- Associated Press - Wednesday, March 4, 2015

MONTPELIER, Vt. (AP) - Voters across Vermont weren’t as hard on local school budgets this year as they were in 2014, an indication that local school officials were listening to voters who were unhappy with increasing costs last year, two officials said Wednesday.

During 2015 town meetings across the state, 20 school budgets were rejected and 226 were approved. On Wednesday, 20 had yet to be decided. Last year, 37 towns rejected school budgets.

Jeffrey Francis of the Vermont Superintendents Association said school officials and state lawmakers have recognized the need for a new way to educate children while minimizing costs.

“I think that the energy this year is different than it was last year.
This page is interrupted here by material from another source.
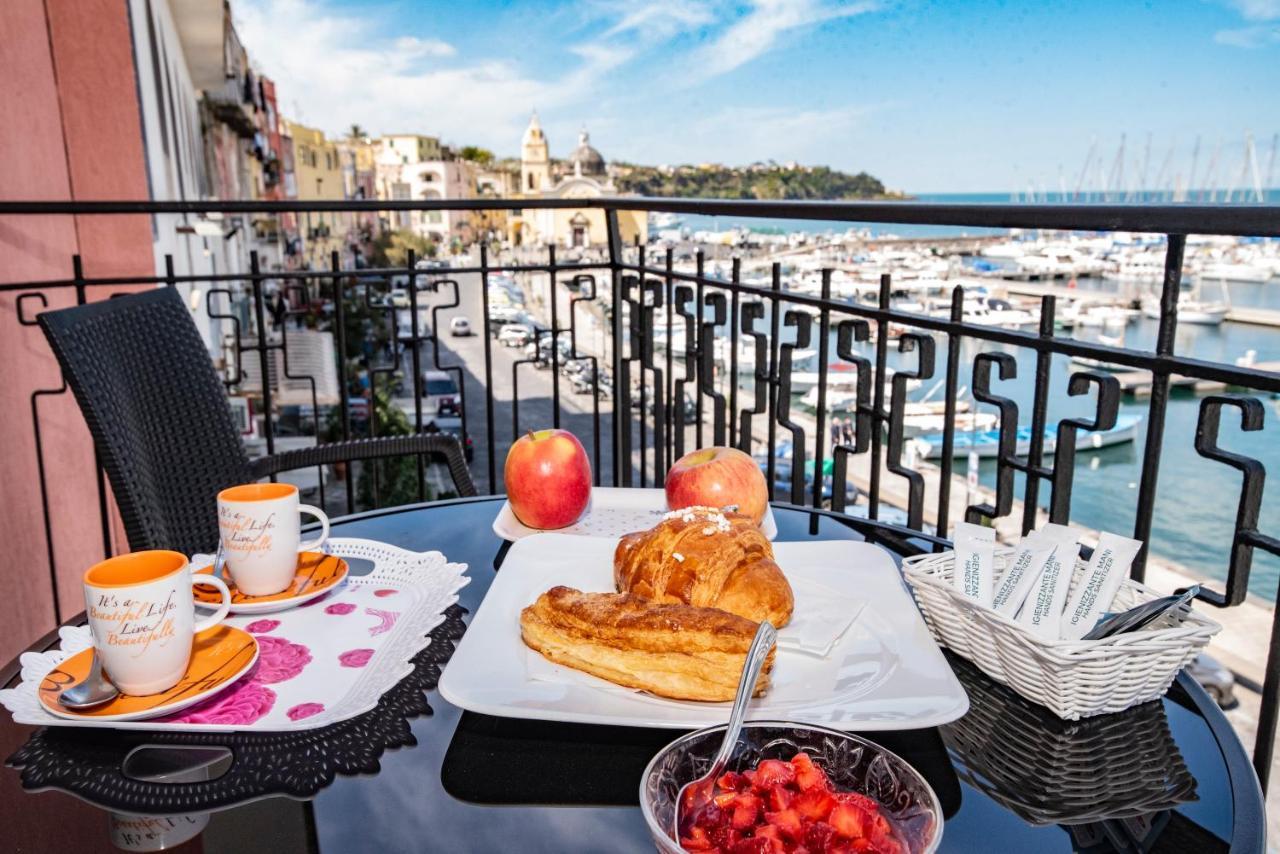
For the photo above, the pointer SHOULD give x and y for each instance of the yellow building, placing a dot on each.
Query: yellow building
(318, 177)
(583, 176)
Last year, voter sentiment was a response to increase in property taxes and the sense that something needed to be done,” Francis said. “This year, school districts have sent the message that they are responding to taxpayer sentiment.”

The number of budget rejections so far this year was in line with the eight-year average of just over 18 rejections.

“I think that 37 defeats was reflective of increases in property taxes and high education spending,” Francis said. “I believe those two things are still in existence, but I think local school officials have responded with more conservative budget proposals.”

Steve Dale of the Vermont School Boards Association said the average school budget increase this year was 2.95 percent and the average increase cost per student was 3.11 percent.

“It’s the smallest per student increase in a very long time,” Dale said. “So local boards did a great job of bringing in budgets at a very reasonable level.”

Both Francis and Dale said local voters and officials know lawmakers in Montpelier are seeking ways to make education more affordable in the face of decreasing numbers of students and increasing costs.

A House committee last week passed a bill that would encourage school districts to work together to save money and find other savings.

But while the number of school budget rejections can be a measure of public discontent, the number also is driven by local issues and personalities. “So when you look at the districts that rejected their budgets, in many instances there’s a back story or it’s about specific relationships (or) history,” Dale added.